HomePharmacologyTool estimates risk of driving while on meds – Spanish study

Tool estimates risk of driving while on meds – Spanish study

Researchers from the SABIEN group at the ITACA Institute of the Universitat Politècnica de València (UPV), in collaboration with several partner institutions, have developed a new tool to estimate the risk of using medicines while driving.

Led by Vicente Traver and Salvador Borja and published in the scientific journal Therapeutic Advances in Drug Safety, the research introduces the FMB scale (Mobility and Risk Basis Factor) – a continuous, multi-factorial model that enhances the traditional evaluation based on the DRUID system (Driving under the Influence of Drugs, Alcohol and Medicines), currently the most widely used reference in Europe.

Many medicines can cause drowsiness, dizziness or loss of concentration. However, information about these effects is often scattered and not always easy to interpret, said Salvador Borja Ripoll, the study’s lead author from UPV.

“Until now, the DRUID system has classified medicines into broad categories, but it presents limitations in terms of reproducibility, clinical applicability and its ability to discriminate between medicines with similar profiles.”

New proposal – the FMB scale

To address these limitations, researchers at ITACA developed the FMB scale. This qualitative tool structures key variables related to driving, including adverse effects, their frequency, dosage, treatment phase, and pharmaceutical form.
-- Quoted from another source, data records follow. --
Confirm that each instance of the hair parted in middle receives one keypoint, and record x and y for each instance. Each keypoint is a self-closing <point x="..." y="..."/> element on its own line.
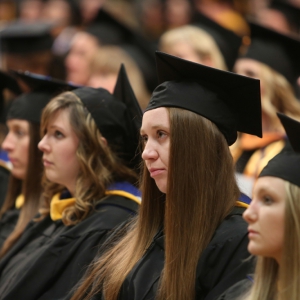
<point x="99" y="166"/>
<point x="194" y="141"/>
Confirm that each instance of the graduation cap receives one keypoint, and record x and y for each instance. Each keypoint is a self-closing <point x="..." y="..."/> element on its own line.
<point x="29" y="106"/>
<point x="290" y="11"/>
<point x="118" y="116"/>
<point x="286" y="164"/>
<point x="110" y="31"/>
<point x="278" y="51"/>
<point x="23" y="37"/>
<point x="229" y="100"/>
<point x="7" y="82"/>
<point x="228" y="42"/>
<point x="123" y="92"/>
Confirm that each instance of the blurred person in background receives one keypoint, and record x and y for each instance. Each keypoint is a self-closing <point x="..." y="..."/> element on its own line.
<point x="274" y="59"/>
<point x="105" y="65"/>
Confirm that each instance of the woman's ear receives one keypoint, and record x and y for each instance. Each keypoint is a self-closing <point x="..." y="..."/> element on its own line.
<point x="207" y="60"/>
<point x="104" y="140"/>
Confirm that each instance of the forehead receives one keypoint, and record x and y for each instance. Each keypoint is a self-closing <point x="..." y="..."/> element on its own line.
<point x="269" y="183"/>
<point x="18" y="122"/>
<point x="60" y="117"/>
<point x="155" y="118"/>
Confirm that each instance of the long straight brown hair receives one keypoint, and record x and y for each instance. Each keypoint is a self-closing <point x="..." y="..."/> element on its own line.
<point x="201" y="192"/>
<point x="30" y="187"/>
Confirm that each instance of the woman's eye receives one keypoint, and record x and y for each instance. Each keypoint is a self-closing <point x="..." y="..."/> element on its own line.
<point x="20" y="133"/>
<point x="267" y="200"/>
<point x="161" y="134"/>
<point x="58" y="134"/>
<point x="144" y="139"/>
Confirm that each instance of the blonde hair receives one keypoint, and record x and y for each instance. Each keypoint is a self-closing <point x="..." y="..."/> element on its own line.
<point x="201" y="42"/>
<point x="98" y="165"/>
<point x="108" y="59"/>
<point x="278" y="96"/>
<point x="30" y="187"/>
<point x="281" y="282"/>
<point x="192" y="207"/>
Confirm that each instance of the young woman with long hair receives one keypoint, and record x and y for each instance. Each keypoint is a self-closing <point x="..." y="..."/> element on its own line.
<point x="9" y="89"/>
<point x="189" y="239"/>
<point x="273" y="58"/>
<point x="24" y="189"/>
<point x="88" y="138"/>
<point x="204" y="41"/>
<point x="274" y="227"/>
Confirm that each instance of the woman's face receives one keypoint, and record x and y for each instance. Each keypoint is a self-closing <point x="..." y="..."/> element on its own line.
<point x="16" y="143"/>
<point x="104" y="80"/>
<point x="265" y="217"/>
<point x="59" y="145"/>
<point x="250" y="68"/>
<point x="155" y="133"/>
<point x="78" y="61"/>
<point x="184" y="50"/>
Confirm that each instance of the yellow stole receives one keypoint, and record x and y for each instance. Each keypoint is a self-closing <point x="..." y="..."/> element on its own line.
<point x="57" y="205"/>
<point x="19" y="201"/>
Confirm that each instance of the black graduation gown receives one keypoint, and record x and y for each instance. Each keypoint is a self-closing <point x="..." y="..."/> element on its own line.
<point x="220" y="266"/>
<point x="4" y="178"/>
<point x="50" y="258"/>
<point x="238" y="290"/>
<point x="8" y="223"/>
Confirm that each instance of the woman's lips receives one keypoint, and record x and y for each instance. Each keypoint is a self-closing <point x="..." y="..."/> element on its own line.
<point x="252" y="233"/>
<point x="47" y="163"/>
<point x="155" y="172"/>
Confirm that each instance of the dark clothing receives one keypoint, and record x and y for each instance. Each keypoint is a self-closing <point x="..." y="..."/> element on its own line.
<point x="220" y="266"/>
<point x="50" y="258"/>
<point x="4" y="178"/>
<point x="8" y="223"/>
<point x="237" y="291"/>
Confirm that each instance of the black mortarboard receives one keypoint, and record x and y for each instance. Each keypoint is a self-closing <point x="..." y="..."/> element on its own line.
<point x="286" y="164"/>
<point x="229" y="100"/>
<point x="278" y="51"/>
<point x="290" y="11"/>
<point x="10" y="83"/>
<point x="110" y="116"/>
<point x="123" y="92"/>
<point x="29" y="106"/>
<point x="110" y="31"/>
<point x="21" y="37"/>
<point x="117" y="116"/>
<point x="228" y="42"/>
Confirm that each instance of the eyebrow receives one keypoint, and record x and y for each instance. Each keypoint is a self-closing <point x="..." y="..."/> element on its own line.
<point x="55" y="126"/>
<point x="155" y="127"/>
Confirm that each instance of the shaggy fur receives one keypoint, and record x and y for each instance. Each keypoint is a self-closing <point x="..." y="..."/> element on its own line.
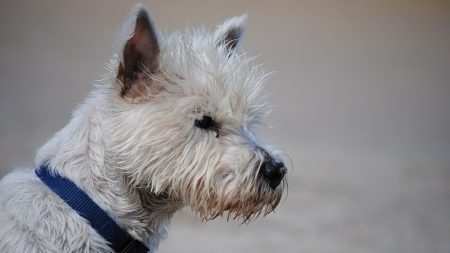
<point x="136" y="148"/>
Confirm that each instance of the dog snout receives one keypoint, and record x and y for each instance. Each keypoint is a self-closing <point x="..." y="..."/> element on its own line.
<point x="272" y="171"/>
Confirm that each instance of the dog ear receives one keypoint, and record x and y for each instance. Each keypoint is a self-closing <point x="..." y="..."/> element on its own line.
<point x="139" y="55"/>
<point x="230" y="33"/>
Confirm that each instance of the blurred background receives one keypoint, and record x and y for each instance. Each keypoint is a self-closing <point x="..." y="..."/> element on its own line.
<point x="362" y="107"/>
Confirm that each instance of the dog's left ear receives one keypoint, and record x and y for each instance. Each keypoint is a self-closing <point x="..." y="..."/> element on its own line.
<point x="230" y="33"/>
<point x="139" y="55"/>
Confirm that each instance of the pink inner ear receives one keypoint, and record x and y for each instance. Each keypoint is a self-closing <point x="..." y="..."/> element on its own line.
<point x="140" y="57"/>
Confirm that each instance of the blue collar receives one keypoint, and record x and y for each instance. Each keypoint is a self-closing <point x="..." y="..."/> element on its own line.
<point x="105" y="226"/>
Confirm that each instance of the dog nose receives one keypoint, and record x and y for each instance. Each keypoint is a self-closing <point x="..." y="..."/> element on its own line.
<point x="273" y="172"/>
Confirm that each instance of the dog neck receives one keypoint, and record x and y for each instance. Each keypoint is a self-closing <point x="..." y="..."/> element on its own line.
<point x="78" y="153"/>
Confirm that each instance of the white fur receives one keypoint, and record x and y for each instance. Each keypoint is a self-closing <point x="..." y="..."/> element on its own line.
<point x="143" y="161"/>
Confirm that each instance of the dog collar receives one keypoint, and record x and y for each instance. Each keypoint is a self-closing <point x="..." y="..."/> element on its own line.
<point x="105" y="226"/>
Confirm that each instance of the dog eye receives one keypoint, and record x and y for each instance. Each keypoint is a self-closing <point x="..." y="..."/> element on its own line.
<point x="207" y="123"/>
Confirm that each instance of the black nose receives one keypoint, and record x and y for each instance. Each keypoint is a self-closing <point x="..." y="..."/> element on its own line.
<point x="273" y="172"/>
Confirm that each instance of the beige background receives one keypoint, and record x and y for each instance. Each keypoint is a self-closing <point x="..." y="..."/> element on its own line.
<point x="362" y="95"/>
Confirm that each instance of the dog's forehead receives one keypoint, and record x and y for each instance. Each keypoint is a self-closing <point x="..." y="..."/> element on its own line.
<point x="231" y="84"/>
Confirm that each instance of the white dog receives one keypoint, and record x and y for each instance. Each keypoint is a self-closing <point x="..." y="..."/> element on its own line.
<point x="172" y="125"/>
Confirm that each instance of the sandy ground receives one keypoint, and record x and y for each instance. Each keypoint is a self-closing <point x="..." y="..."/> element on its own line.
<point x="362" y="107"/>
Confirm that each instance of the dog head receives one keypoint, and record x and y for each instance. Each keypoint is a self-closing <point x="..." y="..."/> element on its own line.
<point x="184" y="110"/>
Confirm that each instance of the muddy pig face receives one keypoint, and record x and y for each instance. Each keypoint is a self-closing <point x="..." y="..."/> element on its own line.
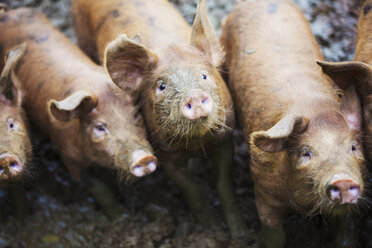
<point x="324" y="154"/>
<point x="15" y="145"/>
<point x="110" y="131"/>
<point x="180" y="88"/>
<point x="359" y="74"/>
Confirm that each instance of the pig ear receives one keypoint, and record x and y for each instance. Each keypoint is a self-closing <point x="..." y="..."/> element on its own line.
<point x="127" y="62"/>
<point x="345" y="74"/>
<point x="10" y="86"/>
<point x="273" y="140"/>
<point x="350" y="107"/>
<point x="204" y="37"/>
<point x="73" y="106"/>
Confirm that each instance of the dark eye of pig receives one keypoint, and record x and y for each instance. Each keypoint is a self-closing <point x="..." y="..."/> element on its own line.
<point x="162" y="87"/>
<point x="353" y="148"/>
<point x="11" y="123"/>
<point x="100" y="127"/>
<point x="306" y="154"/>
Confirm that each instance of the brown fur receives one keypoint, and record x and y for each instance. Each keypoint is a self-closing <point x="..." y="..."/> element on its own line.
<point x="14" y="134"/>
<point x="54" y="68"/>
<point x="271" y="56"/>
<point x="168" y="37"/>
<point x="155" y="46"/>
<point x="359" y="71"/>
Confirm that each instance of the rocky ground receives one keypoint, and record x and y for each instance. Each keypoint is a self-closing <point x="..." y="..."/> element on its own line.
<point x="64" y="215"/>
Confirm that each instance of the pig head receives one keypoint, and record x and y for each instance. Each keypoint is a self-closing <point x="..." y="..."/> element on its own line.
<point x="15" y="145"/>
<point x="322" y="164"/>
<point x="183" y="97"/>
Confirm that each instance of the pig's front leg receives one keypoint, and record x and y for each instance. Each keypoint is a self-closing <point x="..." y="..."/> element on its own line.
<point x="344" y="229"/>
<point x="222" y="157"/>
<point x="271" y="214"/>
<point x="20" y="203"/>
<point x="180" y="176"/>
<point x="101" y="193"/>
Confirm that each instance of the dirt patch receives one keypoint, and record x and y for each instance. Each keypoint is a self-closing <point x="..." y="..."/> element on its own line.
<point x="64" y="215"/>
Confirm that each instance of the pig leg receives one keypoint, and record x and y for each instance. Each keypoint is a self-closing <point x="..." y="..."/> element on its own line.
<point x="191" y="192"/>
<point x="19" y="199"/>
<point x="98" y="190"/>
<point x="344" y="229"/>
<point x="104" y="196"/>
<point x="222" y="158"/>
<point x="273" y="235"/>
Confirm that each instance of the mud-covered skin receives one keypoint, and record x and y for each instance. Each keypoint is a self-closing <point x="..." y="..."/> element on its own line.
<point x="169" y="62"/>
<point x="359" y="71"/>
<point x="15" y="145"/>
<point x="56" y="69"/>
<point x="303" y="140"/>
<point x="73" y="101"/>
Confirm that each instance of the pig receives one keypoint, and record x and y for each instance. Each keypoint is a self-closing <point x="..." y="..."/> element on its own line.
<point x="73" y="101"/>
<point x="15" y="144"/>
<point x="306" y="153"/>
<point x="151" y="51"/>
<point x="358" y="72"/>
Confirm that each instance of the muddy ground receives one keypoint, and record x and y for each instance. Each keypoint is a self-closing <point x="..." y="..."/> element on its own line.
<point x="62" y="214"/>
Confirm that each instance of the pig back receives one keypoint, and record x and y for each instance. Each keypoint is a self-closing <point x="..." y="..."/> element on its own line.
<point x="51" y="66"/>
<point x="271" y="56"/>
<point x="157" y="22"/>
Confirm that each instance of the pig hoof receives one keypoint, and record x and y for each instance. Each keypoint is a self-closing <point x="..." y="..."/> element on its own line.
<point x="144" y="163"/>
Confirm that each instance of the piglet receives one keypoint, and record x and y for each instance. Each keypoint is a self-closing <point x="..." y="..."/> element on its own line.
<point x="305" y="143"/>
<point x="15" y="145"/>
<point x="151" y="51"/>
<point x="72" y="100"/>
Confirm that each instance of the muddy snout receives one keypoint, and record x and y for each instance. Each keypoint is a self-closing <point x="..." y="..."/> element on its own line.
<point x="143" y="163"/>
<point x="343" y="190"/>
<point x="10" y="165"/>
<point x="196" y="104"/>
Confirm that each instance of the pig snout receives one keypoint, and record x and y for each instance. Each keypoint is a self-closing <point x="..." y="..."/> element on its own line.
<point x="345" y="190"/>
<point x="143" y="163"/>
<point x="9" y="164"/>
<point x="196" y="104"/>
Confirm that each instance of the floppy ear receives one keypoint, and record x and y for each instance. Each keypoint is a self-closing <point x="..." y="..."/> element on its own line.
<point x="74" y="106"/>
<point x="204" y="37"/>
<point x="273" y="140"/>
<point x="350" y="107"/>
<point x="127" y="62"/>
<point x="10" y="87"/>
<point x="345" y="74"/>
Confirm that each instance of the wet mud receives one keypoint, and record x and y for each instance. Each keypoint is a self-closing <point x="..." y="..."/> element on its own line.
<point x="62" y="214"/>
“The aim is to provide clearer and more useful information for both healthcare professionals and patients. Rather than assigning a single category, the scale combines different factors to generate a continuous index that more accurately reflects risk under real conditions of use,” said Traver, head of the SABIEN-ITACA group and study co-author.

The results show that the scale reproduces the qualitative classification of the DRUID system, while offering greater resolution within each category. This makes it easier to identify relevant differences between medicines and improves assessment in situations close to risk thresholds.

Specifically, the findings demonstrate that the scale not only mirrors the DRUID qualitative classification but also identifies significant differences between medicines within the same category and improves evaluation near the boundaries of risk.

“This scale allows us to distinguish more precisely between medicines that, although they share the same category, do not have the same impact on driving. In addition, it transforms complex information into a clear and practical indicator, facilitating clinical decision-making and improving risk communication between healthcare professionals and patients," added Traver, Professor of Electronic Technology and researcher in the SABIEN-ITACA group at UPV.

Added value of the new tool

Looking ahead, the tool could be integrated into mobile applications, electronic prescribing systems or pharmacy software, helping users make more informed decisions and further enhancing road safety.

The researchers believe that this work represents a methodological advance in the assessment of pharmacological risk while driving by incorporating a structured, transparent and reproducible approach that can contribute to improved clinical practice and to the development of evidence-based road safety strategies.

The research team paid tribute to the late Ferran Mocholí, a researcher at the institute who died several years ago but whose vision and initial proposal were decisive in triggering the origins of this work.

Study details

The FMB scale: a multifactorial metric to assess the driving hazard of medicines beyond the DRUID system

Salvador Borja Ripoll, Vicente Traver, Ferran Mocholí et al.

Published in Sage Journals on 18 March 2026

Abstract

Background
Driving while undergoing pharmacological treatment poses a significant risk to road safety. The Driving under the Influence of Drugs, Alcohol, and Medicines (DRUID) system, currently used to classify medicines according to their impact on driving ability, has important limitations, including the absence of classification for numerous drugs, low reproducibility, and limited clinical applicability.

Objectives
To develop a continuous, multifactorial metric capable of refining the estimation of medication-related driving risk and to assess its preliminary performance compared with the traditional DRUID system.

Design
Methodological development and initial validation study.

Methods
In this study, we propose a new multifactorial risk scale, validated by healthcare professionals and engineers, which integrates key pharmacological and clinical variables. The scale combines six weighted criteria: DRUID category, frequency and severity of adverse reactions, number of driving-related adverse reactions, marketed dose, treatment initiation versus chronic treatment, and pharmaceutical dosage form. Each variable was normalised to a 0–1 scale to ensure comparability. In addition, correction mechanisms were introduced to avoid bias arising from the presence of multiple adverse reactions with unknown frequencies, ensuring robustness to incomplete data.

Results
When applied to different clinically used medicines, the scale showed greater sensitivity and accuracy in discriminating risk compared with the traditional DRUID system, reproducing its qualitative categorisation while providing finer intraclass resolution, particularly for medicines situated near risk thresholds.

Conclusion
This tool offers a more flexible, reproducible, and clinically applicable approach with the potential for integration into e-prescribing, mobile health applications, and community pharmacy support systems, supporting more nuanced and evidence-based clinical decision-making.